Я вытаскиваю телефон, пальцы словно затекли. Гудки. Один. Второй. Третий.
– Давай же… Птичка, ответь…
Четвёртый.
Пятый.
Молчание.
Меня бросает в жар, потом в холод. Всё внутри как сжатая пружина. Я набираю номер акушерки. Жду. Каждый гудок словно вечность.
Раз.
Два.
Глава 35.
Макс.
Я резко торможу перед домом и, не глуша мотор, выскакиваю из машины. Запах гари и горелого пластика сразу забивает лёгкие. В соседнем коттедже, который ещё утром выглядел мирным и спокойным, сейчас царит хаос. Стены почерневшие, из разбитых окон клубами валит дым. Суетятся пожарные, спасатели перекрикиваются, то тут, то там сверкают красные и синие проблесковые маячки, будто кто-то устроил жуткое представление. Вокруг полно других строений и они отбивают их, проливая стены и землю.
Сердце забивается в бешеном ритме, в груди огонь, горло сжимает невыносимым комком. Я бегу к своему дому, и он кажется мне неестественно тихим и чужим, будто он стал частью этой безумной картины. Открываю дверь рывком, врываюсь внутрь.
– Вика! Вика, где ты? – голос мой звучит глухо, отчаянно, эхом отдаваясь в пустом пространстве дома. – Птичка, ответь!
Тишина. Абсолютная, жуткая. Такая тишина, которая бьёт прямо по нервам, заставляя сердце колотиться быстрее.
– Вика! – кричу я снова, голос срывается в хрип, крик превращается в мольбу. – Любимая! Елена! – зову акушерку, – Кто-нибудь, отзовитесь!
Пробегаю по первому этажу, заглядывая в гостиную, в кухню. Пусто. Поднимаюсь наверх, по лестнице, перескакивая через ступеньки, чувствуя, как от адреналина немеют ноги.

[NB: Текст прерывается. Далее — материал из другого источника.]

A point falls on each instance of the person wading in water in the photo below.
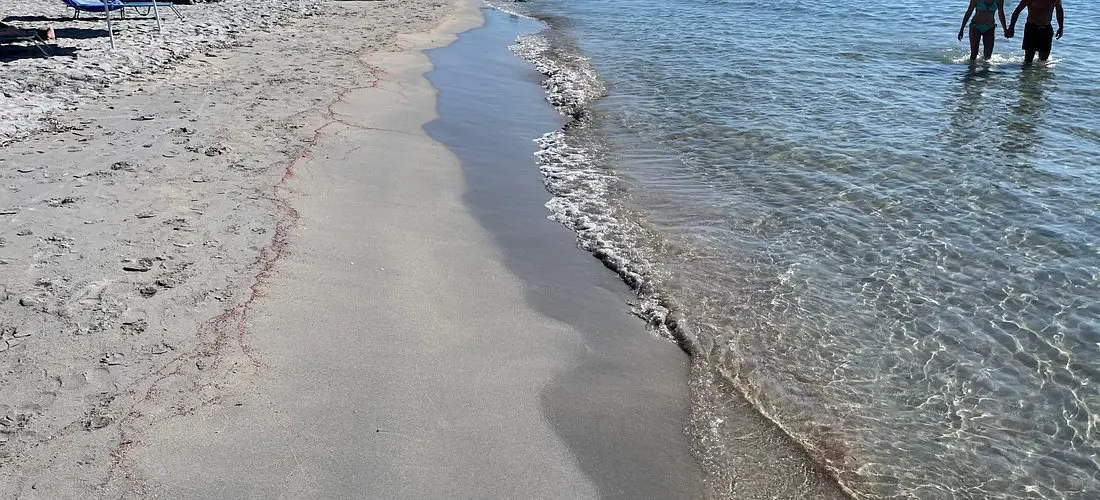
(1038, 33)
(983, 28)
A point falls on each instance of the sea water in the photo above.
(891, 253)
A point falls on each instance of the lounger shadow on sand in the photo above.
(14, 35)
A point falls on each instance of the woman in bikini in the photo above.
(983, 26)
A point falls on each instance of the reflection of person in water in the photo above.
(1029, 112)
(1038, 33)
(983, 26)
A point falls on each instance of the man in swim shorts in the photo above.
(1038, 33)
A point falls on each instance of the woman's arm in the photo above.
(969, 10)
(1062, 18)
(1015, 14)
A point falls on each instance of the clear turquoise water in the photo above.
(894, 255)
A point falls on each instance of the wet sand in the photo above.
(256, 276)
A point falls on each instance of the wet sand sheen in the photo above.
(403, 358)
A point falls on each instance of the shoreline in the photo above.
(157, 348)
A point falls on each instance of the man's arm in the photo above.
(1062, 18)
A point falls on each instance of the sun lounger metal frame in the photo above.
(121, 6)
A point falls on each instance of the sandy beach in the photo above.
(252, 274)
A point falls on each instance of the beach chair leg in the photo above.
(156, 13)
(110, 29)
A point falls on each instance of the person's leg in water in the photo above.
(975, 40)
(989, 39)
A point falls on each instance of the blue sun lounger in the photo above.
(110, 6)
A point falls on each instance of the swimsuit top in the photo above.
(986, 6)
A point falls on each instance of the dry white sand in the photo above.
(253, 276)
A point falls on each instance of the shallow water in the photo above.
(893, 254)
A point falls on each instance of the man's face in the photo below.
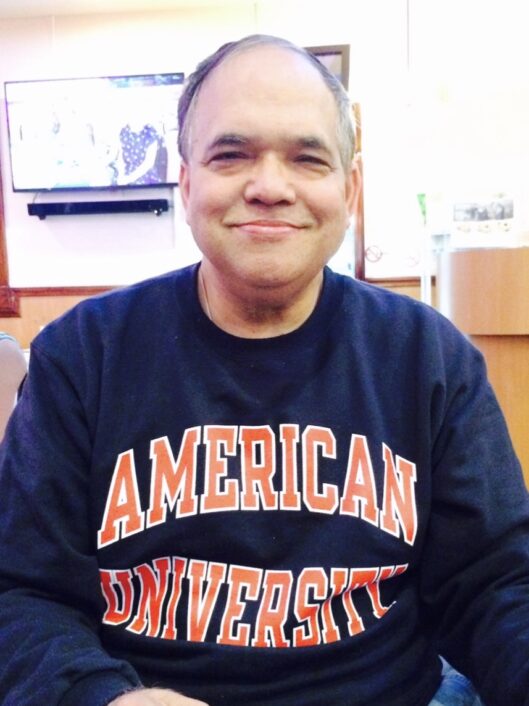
(264, 189)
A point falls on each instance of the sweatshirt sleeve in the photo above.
(475, 567)
(50, 596)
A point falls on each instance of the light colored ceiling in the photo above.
(37, 8)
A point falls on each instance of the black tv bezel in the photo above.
(112, 188)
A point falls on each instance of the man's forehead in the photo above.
(287, 140)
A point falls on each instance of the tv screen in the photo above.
(93, 133)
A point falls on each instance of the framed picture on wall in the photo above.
(336, 59)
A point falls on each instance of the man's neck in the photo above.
(259, 314)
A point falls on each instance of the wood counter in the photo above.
(485, 292)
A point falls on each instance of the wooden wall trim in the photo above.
(84, 291)
(393, 282)
(9, 304)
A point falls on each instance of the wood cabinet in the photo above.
(485, 292)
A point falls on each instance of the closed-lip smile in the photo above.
(267, 226)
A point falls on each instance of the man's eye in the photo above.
(311, 160)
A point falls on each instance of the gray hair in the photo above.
(188, 99)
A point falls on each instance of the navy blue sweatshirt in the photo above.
(302, 520)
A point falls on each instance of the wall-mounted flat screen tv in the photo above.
(93, 133)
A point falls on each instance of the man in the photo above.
(254, 481)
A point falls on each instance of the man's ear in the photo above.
(354, 186)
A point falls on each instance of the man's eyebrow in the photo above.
(228, 139)
(233, 139)
(312, 142)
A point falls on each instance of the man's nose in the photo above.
(269, 182)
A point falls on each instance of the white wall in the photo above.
(445, 109)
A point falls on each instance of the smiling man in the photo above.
(252, 481)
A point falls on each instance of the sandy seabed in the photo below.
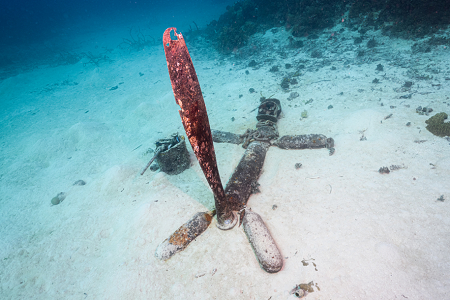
(355, 233)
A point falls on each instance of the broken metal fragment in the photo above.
(239, 186)
(188, 96)
(307, 141)
(181, 238)
(266, 251)
(226, 137)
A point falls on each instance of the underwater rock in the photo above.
(226, 137)
(423, 110)
(266, 251)
(58, 198)
(384, 170)
(173, 157)
(274, 69)
(181, 238)
(372, 43)
(437, 126)
(252, 63)
(357, 40)
(293, 95)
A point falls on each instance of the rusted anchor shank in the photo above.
(188, 96)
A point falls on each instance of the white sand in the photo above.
(364, 235)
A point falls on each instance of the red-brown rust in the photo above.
(188, 96)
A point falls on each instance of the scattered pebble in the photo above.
(384, 170)
(58, 198)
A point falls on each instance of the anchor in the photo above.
(231, 202)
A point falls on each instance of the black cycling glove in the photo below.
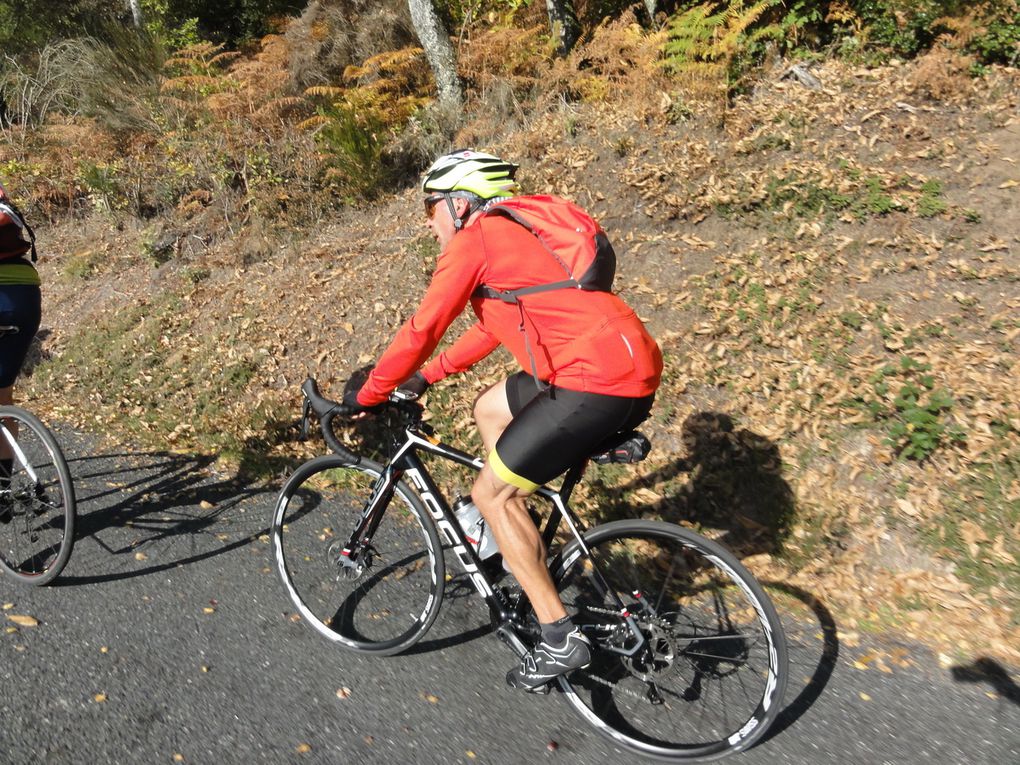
(353, 387)
(411, 389)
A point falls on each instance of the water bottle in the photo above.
(474, 527)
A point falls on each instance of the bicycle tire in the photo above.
(37, 502)
(395, 600)
(719, 623)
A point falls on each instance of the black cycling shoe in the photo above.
(547, 662)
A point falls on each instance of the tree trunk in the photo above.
(563, 22)
(136, 12)
(439, 51)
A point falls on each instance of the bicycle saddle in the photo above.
(626, 446)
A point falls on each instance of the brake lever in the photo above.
(305, 416)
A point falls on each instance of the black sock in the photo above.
(556, 632)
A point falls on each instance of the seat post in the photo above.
(571, 479)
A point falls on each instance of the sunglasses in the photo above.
(430, 203)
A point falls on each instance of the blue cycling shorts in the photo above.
(20, 306)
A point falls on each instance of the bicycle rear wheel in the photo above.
(711, 676)
(391, 599)
(37, 500)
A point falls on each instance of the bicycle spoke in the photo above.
(705, 679)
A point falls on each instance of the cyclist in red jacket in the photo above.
(592, 370)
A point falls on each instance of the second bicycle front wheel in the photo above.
(390, 599)
(709, 678)
(37, 500)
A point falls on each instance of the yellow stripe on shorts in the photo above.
(509, 475)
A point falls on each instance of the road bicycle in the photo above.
(37, 498)
(690, 658)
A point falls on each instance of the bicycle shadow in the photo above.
(813, 646)
(988, 671)
(148, 512)
(732, 482)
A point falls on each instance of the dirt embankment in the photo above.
(832, 274)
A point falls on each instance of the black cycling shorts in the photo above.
(555, 428)
(20, 306)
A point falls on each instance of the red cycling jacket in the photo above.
(580, 341)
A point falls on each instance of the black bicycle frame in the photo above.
(507, 616)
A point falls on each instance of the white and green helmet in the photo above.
(481, 174)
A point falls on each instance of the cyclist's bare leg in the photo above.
(492, 414)
(502, 505)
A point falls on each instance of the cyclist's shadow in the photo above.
(146, 512)
(730, 480)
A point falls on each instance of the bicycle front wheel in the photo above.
(37, 500)
(709, 678)
(390, 597)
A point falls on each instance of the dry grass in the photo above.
(784, 262)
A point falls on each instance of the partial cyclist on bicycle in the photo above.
(20, 308)
(589, 370)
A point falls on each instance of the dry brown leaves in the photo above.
(750, 311)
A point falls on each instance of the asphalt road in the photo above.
(168, 639)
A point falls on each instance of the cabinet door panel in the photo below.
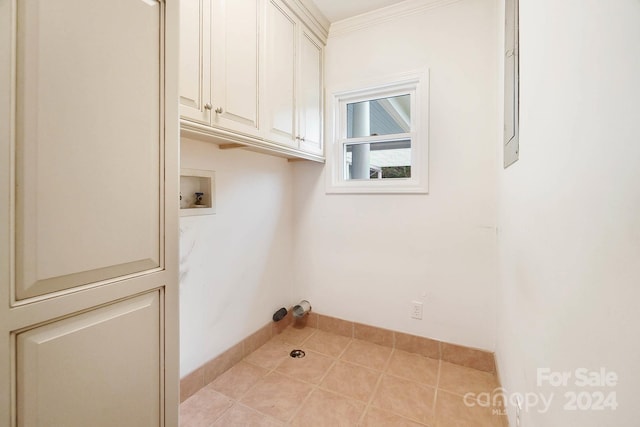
(88, 142)
(235, 64)
(310, 90)
(100, 368)
(280, 100)
(195, 60)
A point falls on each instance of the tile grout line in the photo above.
(377, 386)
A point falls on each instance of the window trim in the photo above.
(417, 84)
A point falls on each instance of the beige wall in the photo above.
(364, 258)
(570, 209)
(235, 266)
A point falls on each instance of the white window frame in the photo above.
(416, 84)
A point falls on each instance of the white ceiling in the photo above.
(336, 10)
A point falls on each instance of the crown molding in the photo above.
(309, 13)
(385, 14)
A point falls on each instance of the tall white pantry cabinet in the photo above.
(89, 140)
(251, 74)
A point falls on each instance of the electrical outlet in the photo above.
(416, 310)
(518, 411)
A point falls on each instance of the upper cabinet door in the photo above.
(310, 88)
(235, 64)
(279, 102)
(195, 60)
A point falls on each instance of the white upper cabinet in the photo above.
(219, 63)
(310, 91)
(195, 60)
(235, 65)
(252, 74)
(293, 99)
(279, 101)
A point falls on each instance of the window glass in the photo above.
(380, 160)
(384, 116)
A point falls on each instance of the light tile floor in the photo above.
(340, 382)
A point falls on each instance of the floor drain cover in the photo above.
(297, 353)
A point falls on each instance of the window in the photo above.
(380, 138)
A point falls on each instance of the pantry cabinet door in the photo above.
(310, 88)
(88, 217)
(58, 385)
(280, 106)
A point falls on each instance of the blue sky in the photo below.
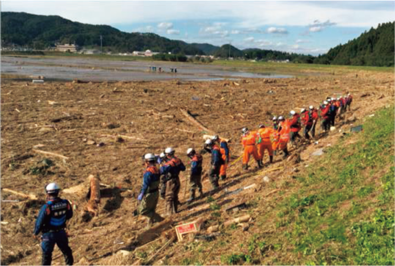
(309, 27)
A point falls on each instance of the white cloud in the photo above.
(165, 25)
(277, 30)
(247, 14)
(318, 26)
(249, 39)
(173, 32)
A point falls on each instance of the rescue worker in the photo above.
(264, 142)
(348, 101)
(149, 194)
(325, 116)
(294, 124)
(216, 162)
(195, 178)
(161, 160)
(173, 167)
(51, 222)
(275, 123)
(314, 114)
(224, 149)
(248, 141)
(276, 133)
(307, 121)
(284, 135)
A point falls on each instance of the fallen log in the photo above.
(195, 122)
(51, 154)
(29, 196)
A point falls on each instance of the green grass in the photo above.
(339, 210)
(344, 215)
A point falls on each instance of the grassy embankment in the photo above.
(339, 210)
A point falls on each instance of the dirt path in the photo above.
(63, 117)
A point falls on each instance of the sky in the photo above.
(308, 27)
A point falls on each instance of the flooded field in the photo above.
(106, 70)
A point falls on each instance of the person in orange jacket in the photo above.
(307, 121)
(284, 135)
(264, 142)
(248, 141)
(294, 124)
(224, 149)
(314, 114)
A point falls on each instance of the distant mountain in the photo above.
(372, 48)
(207, 48)
(40, 32)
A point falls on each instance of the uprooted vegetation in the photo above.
(298, 214)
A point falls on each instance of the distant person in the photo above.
(51, 222)
(216, 162)
(248, 140)
(149, 194)
(224, 150)
(173, 166)
(195, 177)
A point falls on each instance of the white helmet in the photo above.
(190, 150)
(169, 150)
(149, 157)
(208, 142)
(52, 188)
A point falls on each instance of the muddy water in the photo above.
(112, 70)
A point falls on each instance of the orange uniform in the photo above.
(284, 134)
(248, 142)
(265, 143)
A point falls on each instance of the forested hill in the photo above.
(373, 48)
(40, 32)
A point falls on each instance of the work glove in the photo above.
(140, 197)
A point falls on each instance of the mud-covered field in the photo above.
(105, 128)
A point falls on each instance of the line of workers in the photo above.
(164, 181)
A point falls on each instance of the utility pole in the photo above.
(101, 43)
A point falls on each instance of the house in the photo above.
(72, 48)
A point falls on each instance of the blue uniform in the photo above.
(51, 222)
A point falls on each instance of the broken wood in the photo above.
(241, 219)
(29, 196)
(123, 136)
(195, 122)
(51, 154)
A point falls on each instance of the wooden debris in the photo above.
(51, 154)
(30, 196)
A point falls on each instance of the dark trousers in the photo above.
(307, 129)
(214, 175)
(313, 129)
(48, 241)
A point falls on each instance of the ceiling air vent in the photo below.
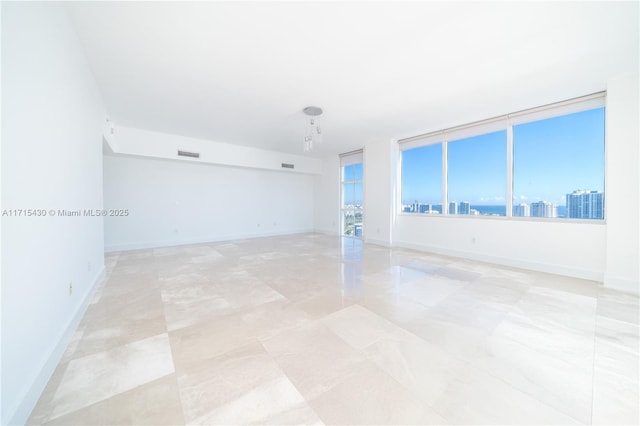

Её спальня пуста. Кровать аккуратно заправлена, будто и не было здесь недавно той нежности, того тепла, что мы успели вернуть друг другу. Сжимаю кулаки, выдыхаю, глаза жжёт бессильная злость. В гостевую забегаю, я тут обитал, может она здесь и мирно сладко спит? Мелькает надежда в голове, будто пытаясь зацепиться за последние ниточки. Но здравый смысл и разум конечно орут о другом.
Я выхожу обратно на лестничную площадку, сердце бьётся о рёбра, отчаяние и паника смешиваются в груди.
– Вика! – уже шёпотом, сорванным голосом повторяю я, как заклинание. – Ну отзовись же…
Ничего.
Захожу в детскую зачем-то. Там пусто, игрушки, ещё ни разу не тронутые детскими ручками, безжизненно смотрят на меня со своих мест. Стопки одежду на комоде, утюг и гладильная доска рядом. На кресле платьице кружевное крохотное… В голове мечутся картины, одна страшнее другой, перед глазами проносится весь ужас последнего времени, и сердце сжимает так, что становится трудно дышать.
Стук входной двери заставляет меня вздрогнуть. Я бегом спускаюсь вниз. В холле стоят Артём и Денис – оба бледные, напряжённые до предела, смотрят на меня с тяжелой усталостью в глазах.
– Что за пиздзец и беспредел? Вика моя где?– голос мой звучит резко, почти грубо.
Артём делает шаг вперёд. Лицо его суровое, как гранит.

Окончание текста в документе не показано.